1. Vendor Tailwind via a multi-stage Docker build.

   • package.json with tailwindcss@^3 (v3 — simpler than v4).
   • tailwind.config.js scanning views/**/*.php, src/**/*.php, public/assets/js/**/*.js.
   • assets/css/input.css (NOT under public/) with @tailwind base; components; utilities;.

   • Dockerfile gains a build stage:

     FROM node:20-alpine AS css-builder
     WORKDIR /build
     COPY package.json package-lock.json* ./
     RUN npm ci
     COPY tailwind.config.js ./
     COPY assets/css/input.css ./assets/css/input.css
     COPY views/ ./views/
     COPY src/ ./src/
     COPY public/assets/js/ ./public/assets/js/
     RUN npx tailwindcss -i ./assets/css/input.css -o /build/app.css --minify
     

     Final stage COPY --from=css-builder /build/app.css /var/www/html/public/assets/css/app.css.

   • .gitignore gains /node_modules/ (already there).

   • views/layout.php: replace <script src="https://cdn.tailwindcss.com"> with <link rel="stylesheet" href="/assets/css/app.css">.

2. Move the inline onclick out of home.php.

   • Change each sprint-list row to data-href="/sprints/{id}" and drop the onclick attribute.
   • New tiny public/assets/js/app.js (loaded in layout.php) wires a delegated click handler on any [data-href] and navigates.

3. Tighten CSP in public/index.php.

   default-src 'self';
   script-src 'self' https://code.jquery.com;
   style-src  'self' https://code.jquery.com;
   img-src 'self' data:;
   font-src 'self' data: https://code.jquery.com;
   connect-src 'self';
   frame-ancestors 'none';
   base-uri 'self';
   form-action 'self' https://login.microsoftonline.com;
   

   No more 'unsafe-inline', no more cdn.tailwindcss.com.

4. Verification checklist (manual).

   • Pages render correctly after the rebuild (docker compose build --no-cache && docker compose up).
   • Browser DevTools → Console: zero CSP violations on every page (home, sprint, settings, workers, audit, local sign-in form).
   • curl -I http://localhost:8080/ shows the tightened CSP.
   • Sprint-row click on the home page still navigates.

Commit message stub.

Phase 11: vendor Tailwind + drop inline onclick + tighten CSP

• Multi-stage Docker build produces public/assets/css/app.css.
• home.php uses data-href instead of inline onclick; app.js handles nav.
• CSP drops 'unsafe-inline' and the Tailwind CDN.

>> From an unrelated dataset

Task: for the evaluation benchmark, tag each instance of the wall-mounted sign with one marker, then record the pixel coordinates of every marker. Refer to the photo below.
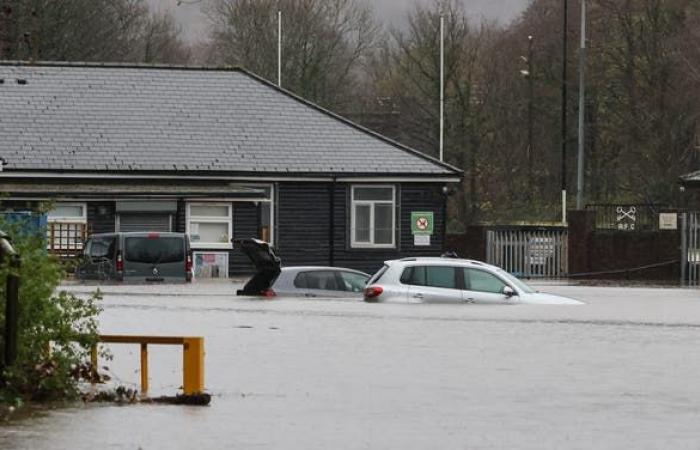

Estimated size. Infrastructure changes (Dockerfile, package.json, tailwind.config.js, input.css, app.js, layout.php, index.php header builder). ~120 LOC net + the dep manifest. Manual verification dominates the cost.

Rollback plan. If Tailwind build breaks production, reverting this commit is a single git revert and the app returns to the Play-CDN state. No schema or data touched.